44. Una perversa noche de bodas




Miguel y Antonella acaban de casarse, la ceremonia civil congregó a ambas familias y amistades. Luego de la recepción en casa de Miguel, la joven pareja hizo su salida ante el aclamo de todos los asistentes, para dirigirse a su habitación reservada en el Passion Hotel.

El auto en el que iban estaba inundado de promesas de amor y sonrisas cómplices, sin embargo el momento fue interrumpido por un mensaje al celular de Antonella. Ella podía presentir que había olvidado algo, tomó la mano de su ahora esposo y le dijo que tenían que cambiar de dirección, que debían ir hacia otro lugar. "Lo entenderás una vez que lleguemos" –le dijo. Él accedió al pedido un poco intrigado. Entonces llegaron al nuevo destino, y lo que parecía ser una sorpresa nupcial para Miguel, dió un giro inesperado cuando vio a la madre de Antonella tras la puerta para recibirlos.
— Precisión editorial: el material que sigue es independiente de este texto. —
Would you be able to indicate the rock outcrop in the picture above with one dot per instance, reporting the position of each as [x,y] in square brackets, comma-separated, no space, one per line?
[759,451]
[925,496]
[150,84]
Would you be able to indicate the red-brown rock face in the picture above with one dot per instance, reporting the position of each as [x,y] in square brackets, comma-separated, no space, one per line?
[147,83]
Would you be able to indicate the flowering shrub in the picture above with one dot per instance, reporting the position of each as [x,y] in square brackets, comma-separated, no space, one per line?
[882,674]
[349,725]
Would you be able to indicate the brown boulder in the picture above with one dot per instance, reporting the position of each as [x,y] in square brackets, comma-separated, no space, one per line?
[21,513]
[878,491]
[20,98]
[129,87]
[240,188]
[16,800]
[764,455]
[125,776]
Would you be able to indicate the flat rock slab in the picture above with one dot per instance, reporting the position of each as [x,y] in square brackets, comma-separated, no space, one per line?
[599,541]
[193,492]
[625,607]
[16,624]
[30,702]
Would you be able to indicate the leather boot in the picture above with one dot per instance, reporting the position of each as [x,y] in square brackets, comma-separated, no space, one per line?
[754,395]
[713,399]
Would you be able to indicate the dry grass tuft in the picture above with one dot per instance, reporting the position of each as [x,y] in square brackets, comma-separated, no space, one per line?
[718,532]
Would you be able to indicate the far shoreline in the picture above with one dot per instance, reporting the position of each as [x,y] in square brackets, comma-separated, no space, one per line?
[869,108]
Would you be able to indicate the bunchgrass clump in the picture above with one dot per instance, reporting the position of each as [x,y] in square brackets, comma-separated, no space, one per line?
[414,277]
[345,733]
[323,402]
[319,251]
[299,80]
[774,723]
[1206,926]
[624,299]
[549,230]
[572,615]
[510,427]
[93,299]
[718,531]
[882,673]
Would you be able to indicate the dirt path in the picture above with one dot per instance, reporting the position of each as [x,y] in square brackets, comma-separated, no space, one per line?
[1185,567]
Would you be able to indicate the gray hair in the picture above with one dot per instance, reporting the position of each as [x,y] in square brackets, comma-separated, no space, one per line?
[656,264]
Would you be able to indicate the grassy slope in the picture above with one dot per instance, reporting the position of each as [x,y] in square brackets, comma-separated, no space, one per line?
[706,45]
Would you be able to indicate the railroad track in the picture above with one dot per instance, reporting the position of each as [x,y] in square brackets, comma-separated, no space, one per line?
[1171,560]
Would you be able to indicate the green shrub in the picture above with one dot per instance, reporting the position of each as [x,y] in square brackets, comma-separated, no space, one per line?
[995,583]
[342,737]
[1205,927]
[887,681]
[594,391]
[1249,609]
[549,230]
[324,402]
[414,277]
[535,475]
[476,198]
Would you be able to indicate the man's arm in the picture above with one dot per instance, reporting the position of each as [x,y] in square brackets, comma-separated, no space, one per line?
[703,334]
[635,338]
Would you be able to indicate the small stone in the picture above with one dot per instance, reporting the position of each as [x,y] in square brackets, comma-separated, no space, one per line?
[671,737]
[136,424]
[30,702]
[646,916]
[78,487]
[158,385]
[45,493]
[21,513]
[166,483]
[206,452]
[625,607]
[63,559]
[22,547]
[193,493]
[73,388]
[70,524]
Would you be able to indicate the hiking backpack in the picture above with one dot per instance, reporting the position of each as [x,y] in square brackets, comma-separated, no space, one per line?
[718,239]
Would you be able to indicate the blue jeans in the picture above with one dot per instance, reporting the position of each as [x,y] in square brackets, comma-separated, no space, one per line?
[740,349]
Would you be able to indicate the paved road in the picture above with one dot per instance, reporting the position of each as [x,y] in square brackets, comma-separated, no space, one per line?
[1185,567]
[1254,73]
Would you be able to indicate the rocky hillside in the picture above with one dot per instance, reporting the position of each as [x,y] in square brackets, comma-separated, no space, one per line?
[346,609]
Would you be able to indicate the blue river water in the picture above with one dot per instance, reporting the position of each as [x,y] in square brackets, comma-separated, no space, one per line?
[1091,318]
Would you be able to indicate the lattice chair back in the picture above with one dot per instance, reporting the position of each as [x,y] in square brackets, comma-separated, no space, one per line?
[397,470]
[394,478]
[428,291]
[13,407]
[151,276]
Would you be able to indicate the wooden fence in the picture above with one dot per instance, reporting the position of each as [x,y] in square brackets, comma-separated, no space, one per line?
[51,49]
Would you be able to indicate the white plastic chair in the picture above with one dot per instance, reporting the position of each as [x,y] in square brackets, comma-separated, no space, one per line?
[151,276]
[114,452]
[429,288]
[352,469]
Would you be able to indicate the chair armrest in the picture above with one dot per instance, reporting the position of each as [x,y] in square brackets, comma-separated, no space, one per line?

Acto seguido, los tres estaban en el salón principal intentando actuar con normalidad.

La señora Marchetti tomó la palabra: "Tomen asiento, es necesario que escuchen lo que tengo que decir. Miguel, siento haber interferido en los planes que tenías para esta noche con mi hija, tú al igual que ella deben estarse preguntando por qué los hice venir hasta aquí, me imagino". La joven mira a su pareja con una sonrisa amigable, sabe o empieza a sospechar de lo que trata el asunto, toda su vida ha visto en sus tradiciones familiares algo muy especial, y esta ocasión parece que no será la excepción. Su madre continúa: "Verás, en mi familia seguimos ciertas prácticas, de generación en generación para la crianza de los Marchetti. Como su madre me corresponde llevar a cabo la siguiente celebración, ahora que están casados y van a practicar el acto sexual por primera vez".

La expresión de Miguel cambia de curiosidad a miedo. Intenta hallarle sentido a lo que está escuchando, no es por el momento ya, sino por lo que está por venir. Sus pensamientos se disuelven al sentir el contacto de la mano de Antonella, ella lo intenta calmar, "Tranquilo cariño" –le susurra. Poco a poco se va haciendo la idea, sabe que no hay algo que pueda hacer para terminar con esa situación, solo puede continuar. Antonella, sin soltar la mano de su esposo se pone de pie y dice: "Madre, yo estoy un poco desconcertada al igual que mi esposo, pero lo entiendo, entiendo todo esto. Miguel, mi amor, éstas son las tradiciones de mi familia, solo hay un modo de hacerlo y seguiremos con esto juntos". Ambos se ponen de pie y se dirigen a la habitación principal.

El espacio estaba decorado para la ocasión, rosas, velas y una iluminación que jugaba con tonalidades exóticas. La pareja parecía olvidar la conversación anterior para entregarse el uno al otro, besándose y despojándose de sus prendas lentamente. El calor aumentaba, no fue hasta que ambos se despojaron de la totalidad de sus ropas, para que pudieran verse completamente desnudos por primera vez. Se tomaron un respiro y continuaron, ahora estimulándose mutuamente con caricias en sus zonas más sensibles; Miguel con ambas manos sobre las nalgas de Antonella, mientras ella tomaba control de sus testículos. La joven se recuesta en la cama apoyándose en sus rodillas, moviéndose a manera de invitación. Su esposo se acerca para comenzar con la penetración, hasta que oye a alguien tocar la puerta. Sin alcanzar a decir nada se escucha: "Par de jovenzuelos calientes". Era la señora Marchetti, quien entra a la habitación con un libro y un maletín. "Aún no. Debemos hacer un par de cosas antes, espero la cooperación de ambos, en especial la tuya querido yerno" –dijo. Cada vez más desconcertado, Miguel permanece inmóvil, al mismo tiempo que se cubre con una sábana ante la aparición de su suegra. Antonella, por su parte, se levanta de la cama y lo toma de la mano para llevarlo con su madre.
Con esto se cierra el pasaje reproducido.